Fun fact: When the Goelitz Confectionery Company first produced candy corn, it was called “Chicken Feed.” The boxes were illustrated with a colorful rooster logo and a tagline that read: “Something worth crowing for.”

Now, for how candy corn is made. It starts as a mixture of sugar, fondant (a kind of paste used for candy and cake decorating), corn syrup, vanilla flavor, and marshmallow cream. These are all melted into a liquid candy (called slurry), colored, and run through a cornstarch molding process to create each kernel. Wooden trays filled with cornstarch are imprinted with rows of candy corn molds, where the layers are individually deposited from bottom to top. The mixture cools in the tray, which seals the three layers together. The kernels are sifted from the trays and polished in large drum pans with edible wax and glaze to create their familiar shine. 

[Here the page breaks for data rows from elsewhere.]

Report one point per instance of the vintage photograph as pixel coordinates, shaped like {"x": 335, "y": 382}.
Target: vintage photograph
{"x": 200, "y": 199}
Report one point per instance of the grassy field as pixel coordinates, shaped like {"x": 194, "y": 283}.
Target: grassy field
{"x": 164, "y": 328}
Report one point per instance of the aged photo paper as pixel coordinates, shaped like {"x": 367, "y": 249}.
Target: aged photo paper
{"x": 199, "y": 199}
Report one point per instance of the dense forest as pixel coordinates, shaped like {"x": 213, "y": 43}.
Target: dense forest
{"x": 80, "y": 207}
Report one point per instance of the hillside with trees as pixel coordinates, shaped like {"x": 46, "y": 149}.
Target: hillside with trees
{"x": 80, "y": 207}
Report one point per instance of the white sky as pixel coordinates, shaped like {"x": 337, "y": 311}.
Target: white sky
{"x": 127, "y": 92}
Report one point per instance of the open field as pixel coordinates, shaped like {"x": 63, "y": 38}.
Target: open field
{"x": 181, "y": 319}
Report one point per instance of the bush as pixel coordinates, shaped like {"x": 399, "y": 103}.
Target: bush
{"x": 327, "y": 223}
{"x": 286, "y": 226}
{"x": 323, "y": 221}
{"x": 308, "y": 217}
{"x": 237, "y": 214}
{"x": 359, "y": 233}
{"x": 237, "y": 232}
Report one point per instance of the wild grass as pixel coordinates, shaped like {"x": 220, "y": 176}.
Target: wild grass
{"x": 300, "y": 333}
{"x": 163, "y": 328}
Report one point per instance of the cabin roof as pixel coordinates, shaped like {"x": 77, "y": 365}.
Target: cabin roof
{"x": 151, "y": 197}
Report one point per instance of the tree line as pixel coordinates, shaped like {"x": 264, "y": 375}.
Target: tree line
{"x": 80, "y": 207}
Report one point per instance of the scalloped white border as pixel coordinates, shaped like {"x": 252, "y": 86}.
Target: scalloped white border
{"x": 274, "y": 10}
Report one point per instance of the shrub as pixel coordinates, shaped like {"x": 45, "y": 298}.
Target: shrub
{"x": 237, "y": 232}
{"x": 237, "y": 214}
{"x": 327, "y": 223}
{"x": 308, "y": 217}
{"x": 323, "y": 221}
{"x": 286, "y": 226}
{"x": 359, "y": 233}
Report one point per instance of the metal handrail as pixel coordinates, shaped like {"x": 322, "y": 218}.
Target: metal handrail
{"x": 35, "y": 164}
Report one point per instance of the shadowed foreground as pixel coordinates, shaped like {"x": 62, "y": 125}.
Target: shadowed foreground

Some downsides to candy corn are that it is in the top 5 of the unhealthiest candies to eat, it’s made 10% of crayon wax, and it is shaped like the rotting teeth you’ll have from eating too much of it. On the brighter side, it has a long shelf life, it’s meant to represent unity and equality because all the colors have the same flavor, and even though it is a really sugary choice, sugar (in moderate amounts!) actually releases endogenous opioids. These are a class of molecules that are produced in the brain and circulate widely throughout all organ systems. They are responsible for that wonderful surge of pleasure you feel when you bite into a piece of candy. 

Great job, you’ve made it to the end of this article! If you’re still here reading this, you deserve a high five. Or at least a big bag of candy corn. In conclusion, for some this treat is representative of the fall season; there’s just no Halloween without it. For others, however, it belongs in the trash. No matter what kind of taste you have, try to have the best Halloween possible, and just stuff yourself with whatever candy you want and live your life. Lastly, don’t forget to celebrate National Candy Corn Day on October 30th!